Page MenuHomePhabricator

[Event Platform] Instrument EventBus with prometheus MW Statslib
Open, Needs TriagePublic

Description

There are discussions about occasions where EventBus fails producing events to EventGate.

etc.

We have some metrics from envoy mesh local proxies and from eventgate when things fail. (See Errors section of the EventGate grafana dashboard).

However, we do not have these metrics from EventBus itself. We do have failure logs in logstash.

Especially on 5xx errors, the client will know best when they happen.

Now that MediaWiki has prometheus support (T350592: EPIC: migrate in use metrics and dashboards to statslib), we should instrument EventBus and add metrics around event production and whatever else might be nice to have.

https://www.mediawiki.org/wiki/Manual:Stats has instructions for how to use the MW Stats library to do this.

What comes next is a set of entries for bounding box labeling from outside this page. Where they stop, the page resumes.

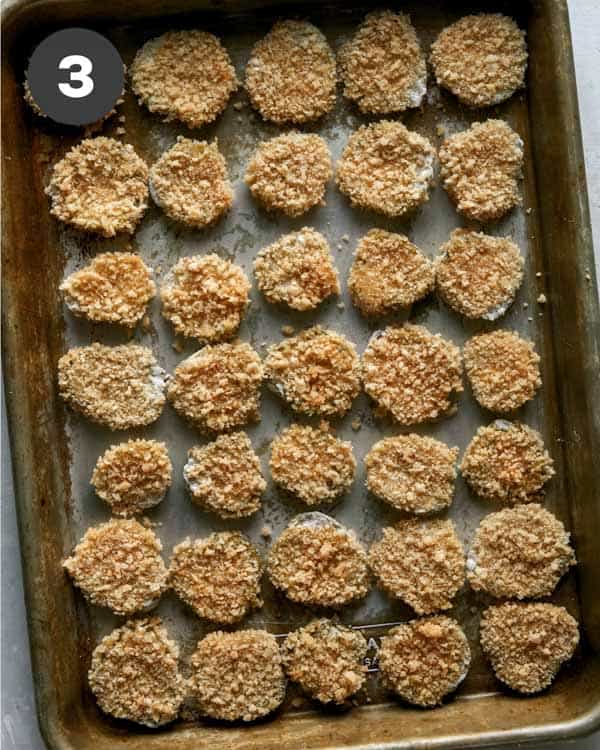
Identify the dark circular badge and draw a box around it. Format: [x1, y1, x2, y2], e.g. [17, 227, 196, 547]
[27, 29, 123, 125]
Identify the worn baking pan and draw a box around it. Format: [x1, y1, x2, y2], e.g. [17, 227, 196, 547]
[2, 0, 600, 750]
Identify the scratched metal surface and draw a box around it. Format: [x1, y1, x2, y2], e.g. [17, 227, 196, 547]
[48, 0, 577, 716]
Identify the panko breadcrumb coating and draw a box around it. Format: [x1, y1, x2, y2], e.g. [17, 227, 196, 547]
[88, 617, 185, 727]
[435, 229, 523, 320]
[335, 120, 435, 218]
[267, 511, 369, 607]
[269, 424, 356, 505]
[60, 253, 156, 327]
[129, 30, 239, 128]
[369, 519, 465, 615]
[63, 518, 167, 615]
[245, 132, 332, 216]
[463, 330, 542, 413]
[246, 21, 337, 124]
[467, 503, 576, 599]
[45, 136, 148, 237]
[281, 619, 367, 703]
[460, 419, 554, 505]
[379, 616, 471, 708]
[167, 341, 263, 432]
[149, 136, 233, 229]
[254, 227, 340, 310]
[183, 432, 267, 518]
[338, 10, 427, 115]
[169, 531, 262, 625]
[439, 120, 523, 221]
[160, 253, 250, 343]
[365, 435, 458, 514]
[348, 229, 435, 317]
[479, 602, 579, 693]
[430, 13, 527, 107]
[265, 326, 360, 417]
[362, 323, 463, 425]
[91, 440, 173, 516]
[58, 344, 168, 430]
[191, 630, 285, 721]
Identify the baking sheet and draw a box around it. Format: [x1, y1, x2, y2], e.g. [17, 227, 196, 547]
[60, 5, 577, 703]
[5, 0, 597, 747]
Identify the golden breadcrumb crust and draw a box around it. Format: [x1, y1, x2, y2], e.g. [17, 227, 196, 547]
[169, 531, 262, 625]
[269, 424, 356, 505]
[281, 619, 367, 703]
[267, 512, 369, 607]
[467, 503, 576, 599]
[91, 440, 173, 516]
[479, 602, 579, 694]
[167, 341, 263, 432]
[379, 616, 471, 708]
[338, 10, 427, 115]
[150, 136, 233, 229]
[246, 20, 337, 124]
[191, 630, 285, 721]
[183, 432, 267, 518]
[160, 253, 250, 343]
[45, 136, 148, 237]
[265, 326, 360, 417]
[460, 420, 555, 505]
[130, 30, 239, 128]
[63, 519, 167, 615]
[254, 227, 340, 310]
[60, 253, 156, 327]
[88, 617, 185, 727]
[439, 120, 523, 222]
[245, 131, 332, 216]
[365, 435, 458, 514]
[463, 330, 542, 413]
[362, 323, 463, 425]
[430, 13, 527, 107]
[348, 229, 435, 317]
[435, 229, 523, 320]
[369, 519, 465, 615]
[58, 344, 167, 430]
[335, 120, 435, 218]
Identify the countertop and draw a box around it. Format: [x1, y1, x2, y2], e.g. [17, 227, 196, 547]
[1, 0, 600, 750]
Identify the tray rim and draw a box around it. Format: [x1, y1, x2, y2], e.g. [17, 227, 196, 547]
[0, 0, 600, 750]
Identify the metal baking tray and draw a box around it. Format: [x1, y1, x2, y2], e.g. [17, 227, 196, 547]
[2, 0, 600, 750]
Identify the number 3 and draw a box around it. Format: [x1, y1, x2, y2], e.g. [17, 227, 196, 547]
[58, 55, 94, 99]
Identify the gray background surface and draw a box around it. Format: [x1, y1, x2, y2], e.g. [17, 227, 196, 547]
[1, 0, 600, 750]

Doing this will help us quantify when we fail to produce events, which will help us with defining SLOs and documentation for T120242: Eventually Consistent MediaWiki State Change Events.

Done is
  • EventBus emits metrics about event produce and failure counters, with informative labels. Labels should probably include
  • stream name
  • event service name (eventgate name)
  • maybe $schema if it isn't hard to get?
  • HTTP status code (?)
  • etc.
  • Any other easy/useful/relavent EventBus metrics are emitted.
  • EventBus metrics are shown in a Grafana dashboard, either in the existent EventGate one, or a new one for EventBus.